Last updated on: February 1, 2021, 10:57h.

Alabama is one of only five states that does not have a lottery. That could change this year.

Alabama lottery casino gaming expansion
Alabama Rep. John Rogers, seen here in 2019 at the Jefferson County Courthouse, wants to bring the state a lottery. Tax revenue projections from the lottery and other forms of gambling have made gaming expansion attractive to lawmakers on both sides of the aisle. (Image: WSFA 12 News)

State Rep. John Rogers (D-Birmingham) prefiled lottery legislation ahead of the Alabama Legislature’s upcoming session, which begins tomorrow, February 2. House Bill 199 seeks to amend Section 65 of the state constitution and establish the Alabama Lottery.

Revenue from the lottery would be split three ways. Forty percent of the proceeds would be directed to the state education budget, another 40 percent to the general fund, and the remaining 20 percent allocated for the Alabama Department of Corrections.

Rogers, a longtime state lawmaker who has served in the Montgomery capital since 1982, has long advocated for legal gambling. In addition to his lottery bill, Rogers is set to introduce legislation tomorrow that would legalize sports betting.

Bipartisan Gaming Support

Alabama, Alaska, Hawaii, Utah, and Nevada are currently the only five states without a lottery.
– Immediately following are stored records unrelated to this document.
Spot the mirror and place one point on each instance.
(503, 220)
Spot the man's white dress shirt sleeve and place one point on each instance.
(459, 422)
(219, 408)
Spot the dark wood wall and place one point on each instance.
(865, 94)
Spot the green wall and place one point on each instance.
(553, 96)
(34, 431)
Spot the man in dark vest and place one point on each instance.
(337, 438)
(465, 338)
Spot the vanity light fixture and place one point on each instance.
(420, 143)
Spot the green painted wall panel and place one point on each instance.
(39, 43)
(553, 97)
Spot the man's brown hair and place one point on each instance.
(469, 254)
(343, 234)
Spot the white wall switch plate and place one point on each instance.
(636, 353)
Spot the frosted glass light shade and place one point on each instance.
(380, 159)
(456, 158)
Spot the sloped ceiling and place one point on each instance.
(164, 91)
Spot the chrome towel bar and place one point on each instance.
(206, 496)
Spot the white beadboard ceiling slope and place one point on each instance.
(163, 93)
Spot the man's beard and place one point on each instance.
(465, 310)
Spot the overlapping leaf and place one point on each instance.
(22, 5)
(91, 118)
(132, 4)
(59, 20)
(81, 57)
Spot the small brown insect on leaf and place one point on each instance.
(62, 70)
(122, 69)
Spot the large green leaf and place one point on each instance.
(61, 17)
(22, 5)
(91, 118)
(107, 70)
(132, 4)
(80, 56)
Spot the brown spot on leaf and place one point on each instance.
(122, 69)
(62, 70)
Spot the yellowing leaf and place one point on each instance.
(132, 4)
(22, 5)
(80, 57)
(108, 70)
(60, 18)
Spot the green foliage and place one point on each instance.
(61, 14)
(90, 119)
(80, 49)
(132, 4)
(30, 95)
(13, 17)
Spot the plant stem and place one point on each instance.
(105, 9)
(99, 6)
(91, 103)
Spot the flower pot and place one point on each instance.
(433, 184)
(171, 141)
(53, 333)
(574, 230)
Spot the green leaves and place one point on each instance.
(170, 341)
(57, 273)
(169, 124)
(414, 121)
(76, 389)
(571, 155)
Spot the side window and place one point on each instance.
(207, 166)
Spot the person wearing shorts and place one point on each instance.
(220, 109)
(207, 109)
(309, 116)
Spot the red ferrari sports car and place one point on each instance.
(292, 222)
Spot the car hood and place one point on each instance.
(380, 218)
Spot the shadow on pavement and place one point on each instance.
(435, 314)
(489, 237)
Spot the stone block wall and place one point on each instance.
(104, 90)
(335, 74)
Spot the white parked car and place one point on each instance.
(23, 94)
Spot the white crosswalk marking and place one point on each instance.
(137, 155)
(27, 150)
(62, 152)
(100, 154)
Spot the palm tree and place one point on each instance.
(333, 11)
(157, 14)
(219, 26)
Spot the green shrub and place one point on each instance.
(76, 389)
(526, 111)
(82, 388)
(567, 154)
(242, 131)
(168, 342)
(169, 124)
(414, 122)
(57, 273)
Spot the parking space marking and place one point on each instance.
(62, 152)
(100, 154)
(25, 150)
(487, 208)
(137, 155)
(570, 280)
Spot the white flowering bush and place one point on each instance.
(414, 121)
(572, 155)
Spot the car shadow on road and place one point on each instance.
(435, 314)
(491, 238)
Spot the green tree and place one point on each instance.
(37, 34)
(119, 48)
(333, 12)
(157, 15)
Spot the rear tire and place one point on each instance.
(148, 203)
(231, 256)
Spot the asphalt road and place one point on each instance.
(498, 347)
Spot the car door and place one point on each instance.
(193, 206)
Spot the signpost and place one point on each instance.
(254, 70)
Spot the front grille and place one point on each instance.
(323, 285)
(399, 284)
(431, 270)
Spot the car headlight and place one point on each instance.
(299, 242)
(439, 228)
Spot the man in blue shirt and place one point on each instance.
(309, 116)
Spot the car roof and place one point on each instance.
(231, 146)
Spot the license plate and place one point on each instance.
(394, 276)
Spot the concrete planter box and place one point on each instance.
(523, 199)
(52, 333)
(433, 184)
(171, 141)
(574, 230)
Rogers isn’t the only lawmaker who wants to remove Alabama from that list.  

Senate President Pro Tempore Del Marsh (R-Talladega) says he too will introduce a lottery bill during the session. The Republican’s bill takes gambling expansion even further by requiring the state to negotiate a gaming compact with the Poarch Band of Creek Indians.

The tribe currently owns and operates three casinos in the state — Wind Creek Atmore, Wind Creek Montgomery, and Wind Creek Wetumpka. But because the state and tribe have never entered into a gaming compact to allow Class III Indian gaming, which is the class level for slot machines and table games, the casinos only offer bingo-based gaming terminals.

Marsh says a lottery and Class III gaming would provide the state with substantial new tax revenue. He wants to use that money to provide more state education scholarships and expand high-speed internet in Alabama.

I see this as an opportunity to do these things without taxing the taxpayer,” Marsh told the Associated Press.

Rogers’ sports betting bill would allow both in-person and mobile wagering. The Wind Creek casinos and state horse and dog racetracks would qualify for licensure. The legislation also requires a newly formed Alabama Sports Wagering Commission to create other types of sports betting licenses that would be available to other businesses and entities.

Major Revenues at Stake

The Study Group on Gambling, commissioned by Alabama Gov. Kay Ivey (R) last year, concluded in December that legalized gambling could deliver the state as much as $700 million annually. The group’s 876-page report additionally said expanded gambling would create nearly 20,000 new jobs.

“I continue to maintain the final say on gambling belongs to the people of our great state, and if and when I have a recommendation regarding a specific course of action, I will do so in full transparency to the people of Alabama, working hand-in-hand with the Alabama Legislature,” Ivey said in December.

Any motion to expand gambling in Alabama that is passed by lawmakers and the governor would still need approval from citizens. Constitutional ballot referendums in Alabama require a 60 percent majority support.